SparkStreaming可以处理多种数据源,比如从socket里获取数据流,从文件系统获取数据流,从Flume获取数据流、从Kafka里获取数据流等。
需要注意的是:
- SparkStreaming 在处理socket、flume、kafka、Kinesis数据源的时候,本地模式下不能用以local、或者local[1]运行,因为需要启动一个线程运行Receivers来接收数据。读取文件系统的时候,不需要启动Receivers,所以在处理文件系统数据源的时候,不需要设置多个线程。
- 将逻辑扩展到在集群上运行,分配给Spark Streaming应用程序的核心数必须大于接收器数。

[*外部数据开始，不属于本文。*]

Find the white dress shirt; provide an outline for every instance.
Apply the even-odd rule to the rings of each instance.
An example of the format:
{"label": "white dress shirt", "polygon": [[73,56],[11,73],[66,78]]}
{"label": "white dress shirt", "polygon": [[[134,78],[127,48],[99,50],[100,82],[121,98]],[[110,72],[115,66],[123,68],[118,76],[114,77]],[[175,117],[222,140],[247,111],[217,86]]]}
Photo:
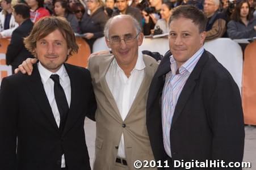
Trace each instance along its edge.
{"label": "white dress shirt", "polygon": [[[142,55],[139,54],[135,67],[131,72],[129,78],[119,67],[115,59],[110,64],[106,74],[107,83],[115,99],[123,121],[125,119],[144,78],[145,67]],[[126,158],[123,134],[119,143],[117,156]]]}
{"label": "white dress shirt", "polygon": [[[65,95],[69,104],[69,107],[70,106],[71,100],[71,86],[70,80],[69,75],[65,69],[64,65],[62,65],[60,69],[56,73],[52,73],[47,69],[45,69],[39,62],[37,63],[38,70],[41,76],[43,84],[44,85],[44,91],[52,108],[53,116],[58,127],[60,127],[60,112],[58,112],[58,107],[57,107],[56,101],[54,97],[54,82],[50,78],[52,74],[58,74],[60,76],[60,83],[64,90]],[[65,168],[65,156],[62,155],[61,158],[61,168]]]}

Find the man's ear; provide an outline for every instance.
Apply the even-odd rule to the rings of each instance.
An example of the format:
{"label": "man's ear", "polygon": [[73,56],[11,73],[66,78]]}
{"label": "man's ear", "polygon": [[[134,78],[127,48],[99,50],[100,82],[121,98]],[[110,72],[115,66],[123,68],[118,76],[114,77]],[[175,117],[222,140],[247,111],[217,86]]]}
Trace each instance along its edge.
{"label": "man's ear", "polygon": [[203,31],[200,33],[200,43],[201,45],[203,45],[204,43],[204,40],[206,38],[206,31]]}
{"label": "man's ear", "polygon": [[71,48],[68,49],[68,55],[69,56],[71,52]]}
{"label": "man's ear", "polygon": [[108,41],[108,40],[107,39],[106,37],[105,37],[105,41],[106,44],[107,44],[107,47],[108,47],[109,48],[111,48],[111,47],[110,46],[110,41]]}

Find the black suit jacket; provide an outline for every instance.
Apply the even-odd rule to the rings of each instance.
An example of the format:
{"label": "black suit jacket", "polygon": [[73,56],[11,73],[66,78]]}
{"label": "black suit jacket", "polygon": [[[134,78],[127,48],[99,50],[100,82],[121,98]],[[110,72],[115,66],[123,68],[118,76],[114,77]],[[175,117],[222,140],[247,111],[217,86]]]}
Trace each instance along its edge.
{"label": "black suit jacket", "polygon": [[28,19],[13,31],[6,52],[7,65],[14,66],[16,68],[27,58],[33,58],[23,43],[23,39],[28,36],[32,28],[33,23]]}
{"label": "black suit jacket", "polygon": [[71,103],[62,134],[36,65],[31,76],[17,74],[3,79],[0,90],[1,169],[60,170],[62,149],[69,170],[91,169],[83,130],[85,117],[94,119],[96,109],[90,72],[65,66],[70,80]]}
{"label": "black suit jacket", "polygon": [[[146,125],[156,160],[167,156],[161,108],[165,75],[171,70],[170,56],[168,53],[163,58],[153,79],[146,107]],[[242,160],[245,132],[239,90],[228,71],[207,51],[181,93],[170,133],[173,160]]]}

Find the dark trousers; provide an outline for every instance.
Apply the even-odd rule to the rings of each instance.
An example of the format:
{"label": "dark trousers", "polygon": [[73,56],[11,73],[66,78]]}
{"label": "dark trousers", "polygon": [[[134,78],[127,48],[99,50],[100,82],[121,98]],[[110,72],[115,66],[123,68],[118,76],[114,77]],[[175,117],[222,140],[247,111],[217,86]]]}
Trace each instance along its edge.
{"label": "dark trousers", "polygon": [[167,158],[166,160],[168,161],[168,165],[169,167],[168,168],[165,168],[165,170],[173,170],[173,159],[171,159],[171,158],[170,158],[168,156],[168,158]]}

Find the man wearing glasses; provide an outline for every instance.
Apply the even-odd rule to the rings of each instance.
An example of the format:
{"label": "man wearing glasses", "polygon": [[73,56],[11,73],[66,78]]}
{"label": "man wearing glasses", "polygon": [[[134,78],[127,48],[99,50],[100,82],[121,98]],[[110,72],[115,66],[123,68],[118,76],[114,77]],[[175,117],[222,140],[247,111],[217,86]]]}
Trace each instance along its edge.
{"label": "man wearing glasses", "polygon": [[[136,160],[154,160],[146,127],[146,103],[158,63],[139,52],[143,33],[131,15],[111,18],[104,33],[112,54],[93,56],[88,63],[97,101],[94,169],[136,169]],[[20,66],[22,73],[31,74],[30,60]]]}
{"label": "man wearing glasses", "polygon": [[88,67],[98,103],[94,169],[135,169],[135,160],[154,160],[145,108],[158,64],[139,53],[143,34],[131,16],[111,18],[104,35],[112,54],[91,57]]}

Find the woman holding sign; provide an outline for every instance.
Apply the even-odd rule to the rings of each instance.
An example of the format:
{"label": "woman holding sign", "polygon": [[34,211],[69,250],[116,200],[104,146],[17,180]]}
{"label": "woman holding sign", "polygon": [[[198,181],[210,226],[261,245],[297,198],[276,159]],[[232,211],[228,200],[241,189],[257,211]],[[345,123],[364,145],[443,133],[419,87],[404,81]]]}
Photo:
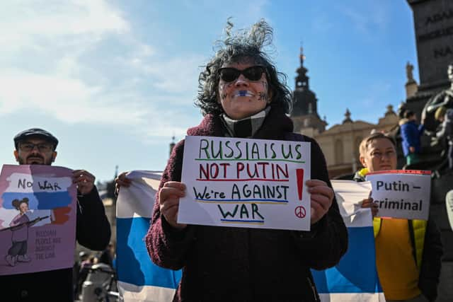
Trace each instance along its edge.
{"label": "woman holding sign", "polygon": [[186,189],[182,141],[161,178],[148,251],[158,265],[183,269],[176,301],[318,301],[310,269],[335,265],[348,247],[324,156],[313,139],[292,134],[289,90],[262,50],[271,42],[272,28],[260,21],[233,35],[232,27],[229,22],[226,38],[200,75],[196,105],[204,118],[188,135],[311,142],[311,180],[305,182],[311,231],[178,223]]}
{"label": "woman holding sign", "polygon": [[[382,133],[365,137],[360,146],[360,162],[365,167],[354,180],[365,181],[368,173],[396,169],[394,140]],[[371,199],[362,207],[377,204]],[[429,219],[373,219],[376,265],[387,301],[434,301],[437,296],[442,246],[440,233]]]}

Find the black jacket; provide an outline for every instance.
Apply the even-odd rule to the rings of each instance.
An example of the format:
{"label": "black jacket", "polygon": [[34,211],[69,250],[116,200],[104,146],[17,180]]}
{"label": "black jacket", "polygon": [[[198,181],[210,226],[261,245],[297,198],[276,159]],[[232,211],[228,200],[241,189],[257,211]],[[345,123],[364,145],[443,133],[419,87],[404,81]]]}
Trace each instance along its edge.
{"label": "black jacket", "polygon": [[[91,250],[104,249],[110,240],[110,226],[96,187],[77,196],[76,238]],[[74,246],[68,247],[74,249]],[[0,276],[2,301],[74,301],[72,267],[67,269]]]}
{"label": "black jacket", "polygon": [[[189,135],[224,137],[218,116],[207,115]],[[289,139],[292,122],[270,110],[255,139]],[[311,143],[311,178],[331,187],[319,146]],[[162,175],[180,181],[183,141],[173,149]],[[178,269],[183,277],[175,301],[314,301],[319,297],[311,268],[336,265],[348,248],[348,231],[333,200],[328,213],[309,232],[190,225],[173,231],[154,205],[147,246],[156,265]]]}

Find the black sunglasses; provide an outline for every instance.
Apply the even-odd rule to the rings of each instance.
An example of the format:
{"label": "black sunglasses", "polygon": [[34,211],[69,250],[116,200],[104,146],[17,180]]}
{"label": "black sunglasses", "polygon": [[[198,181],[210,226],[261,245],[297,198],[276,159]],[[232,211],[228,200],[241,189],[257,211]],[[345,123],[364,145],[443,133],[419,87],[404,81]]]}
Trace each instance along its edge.
{"label": "black sunglasses", "polygon": [[243,70],[236,69],[233,67],[225,67],[219,69],[220,79],[225,82],[232,82],[239,77],[241,74],[250,81],[258,81],[261,75],[265,72],[265,69],[262,66],[252,66]]}

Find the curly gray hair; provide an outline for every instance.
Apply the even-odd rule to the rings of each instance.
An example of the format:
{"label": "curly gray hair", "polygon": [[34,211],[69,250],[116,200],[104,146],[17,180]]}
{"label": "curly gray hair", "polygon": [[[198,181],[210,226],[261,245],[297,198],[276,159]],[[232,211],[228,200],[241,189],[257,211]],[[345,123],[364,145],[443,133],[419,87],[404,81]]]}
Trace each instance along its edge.
{"label": "curly gray hair", "polygon": [[265,69],[272,95],[270,106],[279,107],[289,113],[292,109],[292,97],[286,85],[286,75],[277,71],[270,59],[262,50],[272,45],[272,28],[261,19],[248,30],[240,30],[234,34],[232,30],[233,23],[229,19],[225,28],[225,39],[217,41],[218,50],[200,74],[195,106],[200,107],[203,115],[223,113],[222,105],[217,101],[219,69],[226,63],[252,62]]}

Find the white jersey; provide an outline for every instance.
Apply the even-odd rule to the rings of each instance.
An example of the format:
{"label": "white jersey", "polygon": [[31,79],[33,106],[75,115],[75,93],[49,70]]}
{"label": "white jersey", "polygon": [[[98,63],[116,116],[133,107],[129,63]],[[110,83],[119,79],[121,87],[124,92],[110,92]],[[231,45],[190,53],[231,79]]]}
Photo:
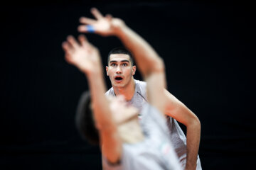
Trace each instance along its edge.
{"label": "white jersey", "polygon": [[[129,101],[134,107],[141,111],[144,106],[147,103],[146,101],[146,83],[142,81],[135,81],[134,95]],[[106,94],[107,96],[115,96],[113,87],[108,90]],[[142,113],[143,114],[143,113]],[[142,115],[142,118],[144,118]],[[178,156],[179,162],[183,168],[185,168],[186,161],[186,138],[184,132],[178,125],[178,122],[171,117],[168,118],[168,128],[171,141]],[[199,156],[198,156],[196,170],[202,169]]]}

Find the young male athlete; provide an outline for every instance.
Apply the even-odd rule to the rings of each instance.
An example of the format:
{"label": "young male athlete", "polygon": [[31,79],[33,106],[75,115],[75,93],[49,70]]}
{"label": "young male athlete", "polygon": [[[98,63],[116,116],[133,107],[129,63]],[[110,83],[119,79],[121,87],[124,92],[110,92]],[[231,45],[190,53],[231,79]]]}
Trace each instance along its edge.
{"label": "young male athlete", "polygon": [[[80,32],[94,33],[104,36],[115,35],[134,56],[149,58],[150,62],[146,64],[147,69],[158,66],[158,62],[150,60],[152,56],[157,55],[154,50],[147,43],[144,43],[144,40],[127,27],[123,21],[112,18],[110,14],[103,16],[96,8],[92,8],[91,11],[96,19],[82,17],[80,23],[82,25],[78,27]],[[149,84],[134,79],[136,67],[132,64],[131,55],[126,52],[116,51],[110,52],[108,60],[106,70],[112,88],[106,95],[115,96],[122,94],[135,107],[139,109],[143,108],[150,99],[150,96],[146,95]],[[137,60],[137,57],[135,60]],[[137,64],[144,70],[146,69],[145,63],[146,60],[137,62]],[[154,81],[154,83],[159,84],[157,80]],[[164,113],[170,116],[169,133],[179,161],[185,169],[201,169],[198,155],[201,135],[200,121],[196,115],[175,96],[166,90],[164,91],[167,100],[164,105]],[[176,120],[186,125],[186,137]]]}
{"label": "young male athlete", "polygon": [[[99,52],[85,36],[80,36],[79,41],[69,36],[63,47],[67,62],[87,78],[91,96],[88,93],[82,95],[77,121],[82,135],[101,147],[103,169],[181,170],[164,114],[167,98],[164,91],[164,64],[161,58],[145,41],[138,43],[148,46],[152,52],[151,55],[135,55],[148,89],[149,104],[142,108],[142,119],[139,122],[138,109],[128,105],[122,96],[107,99]],[[157,64],[152,67],[152,62]]]}

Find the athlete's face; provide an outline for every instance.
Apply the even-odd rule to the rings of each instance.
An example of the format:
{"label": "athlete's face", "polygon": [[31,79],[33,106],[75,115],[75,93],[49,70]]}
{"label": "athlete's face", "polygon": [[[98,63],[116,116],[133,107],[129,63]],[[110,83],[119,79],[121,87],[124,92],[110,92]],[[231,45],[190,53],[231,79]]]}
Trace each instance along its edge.
{"label": "athlete's face", "polygon": [[122,88],[131,83],[136,66],[132,66],[129,59],[129,56],[124,54],[112,54],[110,56],[106,71],[112,86]]}

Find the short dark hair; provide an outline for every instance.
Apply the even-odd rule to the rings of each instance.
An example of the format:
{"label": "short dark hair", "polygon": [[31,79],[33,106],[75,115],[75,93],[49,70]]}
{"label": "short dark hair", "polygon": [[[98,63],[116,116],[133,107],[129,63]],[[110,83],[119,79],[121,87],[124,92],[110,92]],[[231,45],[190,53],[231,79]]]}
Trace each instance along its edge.
{"label": "short dark hair", "polygon": [[110,55],[114,55],[114,54],[124,54],[124,55],[129,55],[129,60],[131,62],[131,65],[132,66],[134,65],[134,62],[133,55],[132,55],[132,52],[129,52],[127,49],[126,49],[124,47],[115,47],[115,48],[113,48],[112,50],[111,50],[111,51],[109,52],[108,56],[107,56],[107,64],[110,63]]}
{"label": "short dark hair", "polygon": [[84,140],[87,140],[92,144],[100,144],[99,132],[95,125],[90,103],[90,94],[89,91],[86,91],[82,93],[78,102],[75,125]]}

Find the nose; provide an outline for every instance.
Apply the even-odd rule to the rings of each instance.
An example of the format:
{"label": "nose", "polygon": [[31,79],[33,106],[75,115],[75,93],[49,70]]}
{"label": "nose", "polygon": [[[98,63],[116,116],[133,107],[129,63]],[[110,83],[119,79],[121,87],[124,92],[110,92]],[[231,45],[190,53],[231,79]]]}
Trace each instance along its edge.
{"label": "nose", "polygon": [[122,73],[122,67],[121,67],[119,65],[117,66],[116,72],[117,72],[117,74]]}

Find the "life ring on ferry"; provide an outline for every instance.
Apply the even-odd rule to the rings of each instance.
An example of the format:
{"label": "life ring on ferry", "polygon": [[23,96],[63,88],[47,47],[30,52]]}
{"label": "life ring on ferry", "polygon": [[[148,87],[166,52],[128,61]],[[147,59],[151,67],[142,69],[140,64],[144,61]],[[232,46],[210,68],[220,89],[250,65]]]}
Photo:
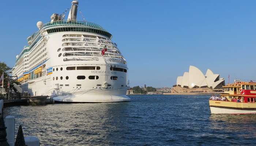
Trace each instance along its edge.
{"label": "life ring on ferry", "polygon": [[241,95],[244,95],[244,91],[243,90],[241,90],[240,91],[240,93],[241,93]]}

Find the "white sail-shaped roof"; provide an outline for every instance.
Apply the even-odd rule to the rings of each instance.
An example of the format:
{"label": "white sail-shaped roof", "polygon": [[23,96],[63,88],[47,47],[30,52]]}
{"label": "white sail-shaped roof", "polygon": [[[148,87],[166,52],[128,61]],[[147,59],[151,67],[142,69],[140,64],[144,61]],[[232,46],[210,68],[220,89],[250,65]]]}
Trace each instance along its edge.
{"label": "white sail-shaped roof", "polygon": [[178,77],[177,85],[181,87],[187,86],[192,88],[195,86],[199,87],[207,86],[214,89],[218,85],[222,84],[224,85],[225,80],[223,78],[219,80],[219,75],[214,74],[208,69],[205,75],[196,67],[190,66],[188,73],[185,72],[183,76]]}

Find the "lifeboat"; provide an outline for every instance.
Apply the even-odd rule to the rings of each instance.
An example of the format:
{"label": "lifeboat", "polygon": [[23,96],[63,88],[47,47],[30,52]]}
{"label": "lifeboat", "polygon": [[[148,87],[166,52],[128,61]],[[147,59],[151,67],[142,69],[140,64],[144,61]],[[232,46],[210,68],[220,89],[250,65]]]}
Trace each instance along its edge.
{"label": "lifeboat", "polygon": [[256,114],[256,82],[237,82],[223,88],[224,93],[209,100],[211,114]]}
{"label": "lifeboat", "polygon": [[35,74],[42,72],[42,66],[40,66],[35,70],[34,72]]}

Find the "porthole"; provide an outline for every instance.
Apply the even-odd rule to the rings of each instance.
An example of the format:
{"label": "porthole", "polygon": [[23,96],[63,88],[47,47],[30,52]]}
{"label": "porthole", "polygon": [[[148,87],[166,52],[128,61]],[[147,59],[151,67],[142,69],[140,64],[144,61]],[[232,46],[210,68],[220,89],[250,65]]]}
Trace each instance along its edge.
{"label": "porthole", "polygon": [[110,77],[110,79],[112,80],[117,80],[117,77],[116,76],[112,76]]}
{"label": "porthole", "polygon": [[85,76],[78,76],[76,77],[76,78],[78,80],[84,80],[85,79]]}

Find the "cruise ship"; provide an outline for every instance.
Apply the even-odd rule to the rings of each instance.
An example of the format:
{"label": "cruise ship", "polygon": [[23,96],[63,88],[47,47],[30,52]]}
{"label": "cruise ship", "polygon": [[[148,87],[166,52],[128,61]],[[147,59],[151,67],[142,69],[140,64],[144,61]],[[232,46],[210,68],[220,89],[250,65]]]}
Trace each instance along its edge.
{"label": "cruise ship", "polygon": [[48,96],[55,102],[127,101],[128,68],[112,35],[94,23],[76,20],[74,0],[67,19],[53,14],[27,38],[16,56],[12,75],[23,93]]}

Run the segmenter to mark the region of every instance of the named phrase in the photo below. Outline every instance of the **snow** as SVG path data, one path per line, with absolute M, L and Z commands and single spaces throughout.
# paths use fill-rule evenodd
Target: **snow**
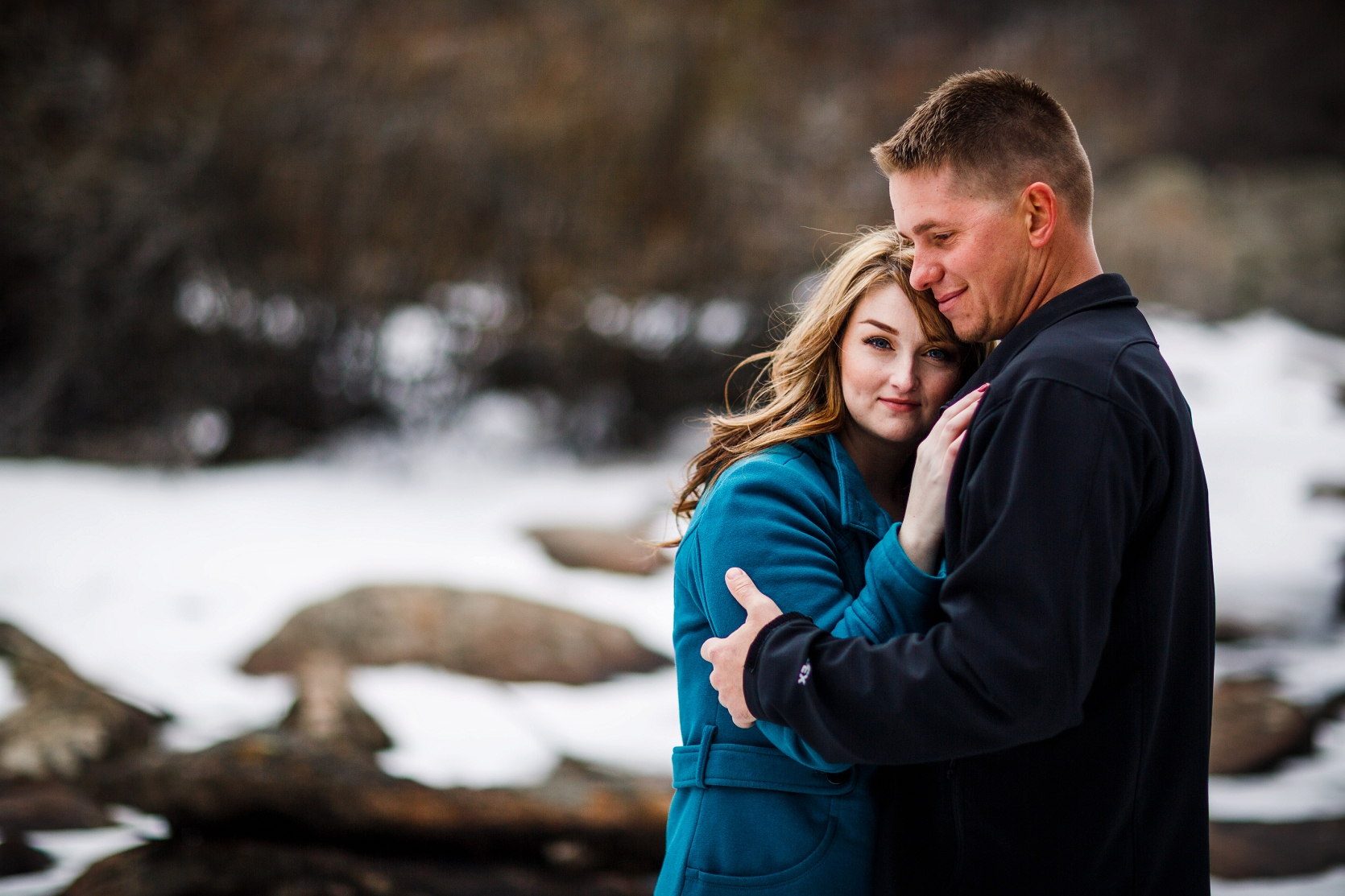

否则系统将接收数据,但无法处理数据。
详细的介绍可以参考官网:http://spark.apache.org/docs/latest/streaming-programming-guide.html#input-dstreams-and-receivers。
本笔记主要记录一下Spark Steaming处理Socket、文件系统、Flume、Kafka等多种数据源。
1 Socket Stream
本小节,将以SparkStreaming处理Socket数据为例,实现简单的WordCount、并将执行结果写入到MySQL、进行有状态的词频统计即统计单词包括之前的数据一共出现的次数、使用Transform api进行黑名单过滤操作、最后整合Spark SQL 使用 DataFrame进行词频统计等。
1.1 处理Socket Stream进行简单的WordCount
NetworkWordCount.scala
package com.hollysys.spark.streaming
import org.apache.spark.SparkConf
import org.apache.spark.streaming.{Seconds, StreamingContext}
/**
* Created by shirukai on 2018/10/16
* Spark Streaming 处理Socket 数据
* nc -lk 9999
*/
object NetworkWordCount {
def main(args: Array[String]): Unit = {
val conf = new SparkConf().setAppName("NetworkWordCount").setMaster("local[2]")
/**
* 创建StreamingContext需要两个参数,SparkConf 和 batch interval
*/
val ssc = new StreamingContext(conf, Seconds(2))
// 从socket中获取数据
val lines = ssc.socketTextStream("localhost", 9999)
val words = lines.flatMap(_.split(" "))
val wordCounts = words.map(x => (x, 1)).reduceByKey(_ + _)
wordCounts.print()
ssc.start()
ssc.awaitTermination()
}
}
效果:
1.2 将处理结果写到MySQL里
将数据写入MySQL我们需要使用foreachRDD去遍历RDD,然后RDD的数据写入到MySQL。
package com.hollysys.spark.streaming
import java.sql.{Connection, DriverManager}
import org.apache.spark.SparkConf
import org.apache.spark.streaming.{Seconds, StreamingContext}
/**
* Created by shirukai on 2018/10/16
* 将统计结果写到MySQL中
*
* 创建MySQL表:
* create table wordcount(word varchar(50) default null,wordcount int(10) default null);
*/
object ResultWriteMySQL {
def main(args: Array[String]): Unit = {
val conf = new SparkConf().setAppName(this.getClass.getSimpleName).setMaster("local[2]")
val ssc = new StreamingContext(conf, Seconds(5))
val lines = ssc.socketTextStream("localhost", 9999)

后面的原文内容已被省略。